POR Natalia A. Mejía Tamayo
Vivimos en un mundo repleto de medios de comunicación, los cuales en muchas ocasiones sólo se preocupan por saturar de información, que no siempre cumple con el objetivo de comunicar. En muchos casos, porque dichos medios pertenecen a grupos que no tienen relación alguna con las actividades comunicacionales. Esto influye en que los programas de los medios actuales estén cortos de mensajes educativos, culturales, y se limiten a emitir programas de farándula y hacer politiquería.
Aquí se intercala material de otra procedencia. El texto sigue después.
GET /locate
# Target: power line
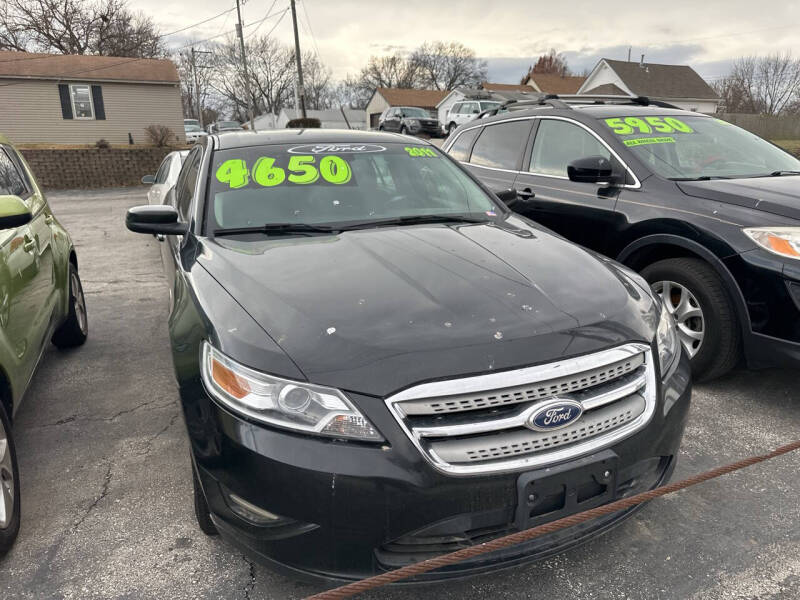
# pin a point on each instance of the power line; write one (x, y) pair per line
(197, 24)
(127, 60)
(269, 10)
(311, 31)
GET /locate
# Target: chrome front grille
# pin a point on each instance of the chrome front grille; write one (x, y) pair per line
(478, 424)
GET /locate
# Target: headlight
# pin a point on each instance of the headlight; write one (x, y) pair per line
(669, 346)
(282, 402)
(783, 241)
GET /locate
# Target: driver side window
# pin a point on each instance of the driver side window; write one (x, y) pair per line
(184, 189)
(558, 143)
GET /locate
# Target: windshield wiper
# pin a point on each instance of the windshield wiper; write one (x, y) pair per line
(416, 220)
(701, 178)
(278, 228)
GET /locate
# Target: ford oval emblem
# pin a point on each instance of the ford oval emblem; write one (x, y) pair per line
(336, 149)
(555, 414)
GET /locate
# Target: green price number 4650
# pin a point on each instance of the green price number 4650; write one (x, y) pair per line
(302, 171)
(629, 125)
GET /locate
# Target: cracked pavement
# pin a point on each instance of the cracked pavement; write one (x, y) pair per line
(107, 493)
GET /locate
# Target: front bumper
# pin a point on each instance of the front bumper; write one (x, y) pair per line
(770, 287)
(353, 510)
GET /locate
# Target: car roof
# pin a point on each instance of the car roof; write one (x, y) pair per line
(245, 138)
(596, 111)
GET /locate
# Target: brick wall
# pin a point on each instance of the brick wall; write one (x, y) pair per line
(93, 167)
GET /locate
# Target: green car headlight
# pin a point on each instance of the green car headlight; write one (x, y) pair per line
(281, 402)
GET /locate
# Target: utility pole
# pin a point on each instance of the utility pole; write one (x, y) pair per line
(248, 104)
(198, 103)
(300, 90)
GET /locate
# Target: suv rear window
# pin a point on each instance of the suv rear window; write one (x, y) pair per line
(462, 145)
(500, 146)
(337, 183)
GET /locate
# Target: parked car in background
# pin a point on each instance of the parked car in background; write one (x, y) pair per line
(707, 212)
(410, 120)
(464, 112)
(165, 178)
(220, 126)
(193, 133)
(379, 363)
(41, 300)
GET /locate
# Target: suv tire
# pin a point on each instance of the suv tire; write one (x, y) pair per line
(719, 350)
(201, 511)
(75, 328)
(9, 480)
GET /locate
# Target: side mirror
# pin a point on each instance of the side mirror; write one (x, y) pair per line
(591, 169)
(13, 212)
(156, 219)
(508, 196)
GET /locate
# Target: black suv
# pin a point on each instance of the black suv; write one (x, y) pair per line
(378, 362)
(409, 119)
(707, 212)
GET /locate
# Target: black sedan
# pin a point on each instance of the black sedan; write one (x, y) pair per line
(378, 362)
(707, 212)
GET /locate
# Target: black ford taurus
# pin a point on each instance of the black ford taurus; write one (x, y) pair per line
(379, 363)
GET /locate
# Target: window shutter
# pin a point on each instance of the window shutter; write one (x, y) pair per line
(66, 104)
(97, 100)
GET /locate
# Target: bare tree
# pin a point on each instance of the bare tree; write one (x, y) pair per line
(768, 85)
(448, 65)
(552, 63)
(104, 27)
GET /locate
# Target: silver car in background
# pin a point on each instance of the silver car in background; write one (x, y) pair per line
(165, 177)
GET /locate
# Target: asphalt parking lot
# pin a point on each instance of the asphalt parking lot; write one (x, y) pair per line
(107, 491)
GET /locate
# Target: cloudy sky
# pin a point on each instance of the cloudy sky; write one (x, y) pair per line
(509, 34)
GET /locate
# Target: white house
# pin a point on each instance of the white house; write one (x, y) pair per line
(677, 84)
(333, 118)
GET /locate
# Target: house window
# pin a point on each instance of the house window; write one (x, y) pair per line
(82, 107)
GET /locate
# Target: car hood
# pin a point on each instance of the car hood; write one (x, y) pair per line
(776, 195)
(377, 310)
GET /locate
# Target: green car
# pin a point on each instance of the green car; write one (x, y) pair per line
(41, 299)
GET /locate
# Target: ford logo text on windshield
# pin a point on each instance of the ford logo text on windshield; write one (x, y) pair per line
(337, 148)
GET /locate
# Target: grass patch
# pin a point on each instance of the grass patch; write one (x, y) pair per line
(92, 146)
(792, 146)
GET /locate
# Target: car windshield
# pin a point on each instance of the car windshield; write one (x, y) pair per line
(689, 147)
(340, 184)
(415, 112)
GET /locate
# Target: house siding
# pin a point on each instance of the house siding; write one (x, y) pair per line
(31, 112)
(375, 107)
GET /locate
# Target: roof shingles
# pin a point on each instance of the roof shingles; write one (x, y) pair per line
(410, 97)
(83, 67)
(662, 81)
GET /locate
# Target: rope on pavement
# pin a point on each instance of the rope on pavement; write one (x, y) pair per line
(357, 587)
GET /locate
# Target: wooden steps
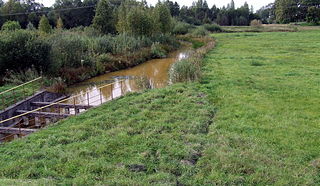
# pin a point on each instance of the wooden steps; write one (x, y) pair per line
(44, 114)
(6, 130)
(61, 105)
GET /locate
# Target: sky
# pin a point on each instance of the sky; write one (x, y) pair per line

La política ha existido desde siempre, pero no se ha sabido manejar por los medios, pues lo único que publican es lo que hacen con el poder y no lo que están haciendo por el bien de los ciudadanos, por eso la sociedad siempre ha evadido éste tema, está desinformada y por tanto dispuesta a que otros tomen sus decisiones.
La espiral del silencio es un elemento muy primordial en los asuntos políticos, pues los ciudadanos se dejan llevar por lo que la mayoría piensa, sin saber que tan positiva o negativa sea la decisión que están tomando. Los medios de comunicación tienen un rol muy importante en éste aspecto, pues son en muchas ocasiones la base de las decisiones de los ciudadanos, lo que deja muy claro, que son los medios quienes eligen por medio de los ciudadanos. Entonces nos formulamos una pregunta, ¿Estamos mediados o informados? Los medios no están brindando educación ni cultura, no permiten argumentar por el poco conocimiento que proponen, simplemente todo su contenido es emitido como a ellos les parece y conviene, lo malo lo tapan con cortinas de humo para que los televidentes u oyentes crean que todo es perfecto y piensen como ellos quieren y como les sirve. Por tal motivo, no podemos afirmar que la abundancia de medios, nos trae abundancia en información, tal vez, como podemos observar en la actualidad, el exceso de medios nos trae demasiada desinformación.
Los medios están perdiendo su camino real, no informan, ni educan y menos muestran lo agradable del país, ahora sólo sirven para “entretenernos” con violencia, monotonía, amarillismo y mostrar lo malo que caracteriza al país, encontrando un excelente rating y por tanto mucho dinero.